Someone should have told me this involves A LOT of math. Not that I don’t like math; I do. But doing tablespoons to cups to grams conversions while juggling ratios in my head was not something I was expecting to do on a Sunday morning.

As this is not a recipe blog, but a record of my work, I shall skip the method. Not that there’s much to it: measure, mix, taste. That’s about it.

Once the three batches were made, we did a taste test. I roped in J because he has been demanding CBP for years now. Also because he knows what it’s supposed to taste like. Also because I’m nothing if not thorough, and obviously I need another tester to validate my findings. Even if the second tester goes “Mmmm yummy!” at everything.

This was our score card. We marked each out of 5.

Criteria123
Texture234
Booziness424
Colour323
Sweetness12 2.5
Taste22.54
Total1211.517.5

We have a clear winner here, in batch 3. Sweetness was the biggest problem here, where almost everything was too sweet. Batch 2 was not sweet enough. This is a problem to keep in mind. Personally, I found the whole thing to be too sweet in general. What was I expecting when the whole thing is basically powdered sugar, I don’t know.

To make sure I know how these work with Maliban Gold Marie biscuits dipped in warm milk, and to understand how they refrigerate, I then made three mini CBPs and put them in the fridge for about 6 hours. They aren’t pretty and neat. That wasn’t the point of today’s activity.

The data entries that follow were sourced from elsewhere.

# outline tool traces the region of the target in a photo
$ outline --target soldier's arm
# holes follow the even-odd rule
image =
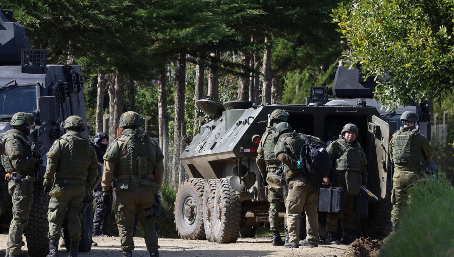
[[[120,148],[117,142],[114,142],[109,145],[104,154],[104,170],[102,172],[102,181],[101,182],[103,191],[108,191],[112,186],[114,172],[115,171],[119,154]]]
[[[59,140],[56,140],[53,142],[52,147],[46,154],[47,157],[47,163],[46,165],[46,173],[44,175],[44,185],[52,185],[52,180],[55,178],[55,172],[61,154],[62,147],[60,142]]]
[[[90,147],[91,151],[91,162],[88,166],[88,175],[87,176],[87,187],[91,188],[98,177],[98,158],[96,152],[92,147]]]

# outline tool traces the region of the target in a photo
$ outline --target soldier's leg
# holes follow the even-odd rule
[[[306,229],[307,232],[306,239],[311,244],[318,244],[318,213],[317,206],[318,193],[315,186],[310,183],[306,185],[304,191],[306,192],[304,210],[306,212]]]
[[[86,189],[84,186],[75,186],[67,189],[73,197],[68,204],[68,228],[71,242],[80,241],[80,208],[85,197]]]
[[[10,181],[9,188],[14,190],[13,194],[13,219],[10,225],[6,254],[20,254],[22,251],[22,234],[27,226],[28,216],[33,202],[33,182],[23,180],[16,183]],[[15,187],[14,189],[13,188]]]
[[[134,249],[133,230],[134,215],[136,213],[136,200],[142,197],[136,194],[135,189],[122,190],[117,192],[115,202],[115,220],[124,252]]]
[[[158,245],[157,234],[154,223],[156,223],[156,217],[153,215],[155,209],[153,205],[156,200],[156,189],[152,189],[149,186],[141,186],[140,191],[141,201],[138,206],[137,213],[140,224],[143,228],[145,233],[145,241],[147,245],[147,249],[149,251],[156,250],[159,248]]]

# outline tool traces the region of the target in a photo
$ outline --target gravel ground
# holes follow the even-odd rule
[[[0,235],[0,257],[5,255],[6,235]],[[93,246],[89,252],[79,253],[79,257],[121,256],[120,238],[118,237],[93,238],[98,245]],[[134,238],[136,248],[134,257],[149,257],[142,238]],[[299,248],[287,248],[273,246],[271,238],[255,237],[239,238],[236,243],[218,244],[206,240],[187,240],[179,239],[160,238],[159,255],[163,257],[227,257],[227,256],[337,256],[349,247],[347,245],[319,245],[318,247],[300,246]],[[26,249],[26,248],[24,248]],[[60,256],[66,256],[66,249],[60,248]]]

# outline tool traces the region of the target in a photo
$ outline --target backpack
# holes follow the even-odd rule
[[[327,177],[331,169],[329,154],[323,145],[310,139],[306,134],[304,136],[306,143],[301,147],[298,161],[305,164],[303,168],[308,174],[320,178]]]

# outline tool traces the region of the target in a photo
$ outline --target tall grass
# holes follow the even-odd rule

Then, again, we did a taste test.

BatchScore (/5)Notes
14Too sweet. Not very boozy.
23Very chocolate-y! Has a bitter aftertaste though.
Too sweet. Can’t taste the booze at all.
34.5Boozy! Good texture.
Too sweet.

Everything was way too sweet. I know I’m repeating myself, but repetition for emphasis. It was so sweet that I decreed that we eat only one spoonful of each pudding. I really need to fix this.

All in all, batch 3 emerged a clear winner in both the taste tests. We didn’t even have to debate the outcome.

Notes for future:

  • If I end up using buttercream, use a THIN layer of buttercream
  • Try doing two layers of biscuits instead of one.
  • FIGURE OUT HOW TO MAKE IT NOT SO SWEET. YEESH.
  • There is no complexity in flavour in the base CBP. See if I can make it a little more layered.

Next week, we tackle chocolate mousse. Chocolate ganache comes after that. Truth be told, I have a feeling buttercream is going to lose against the other contenders in our final battle of the fillings.

Such a biased tester, I am. This is why I have to rope in J, even though he’s way too generous with his scores (so Australian!).

I shall now go eat freshly ground pepper. Or a fried red hot chilli. Yum.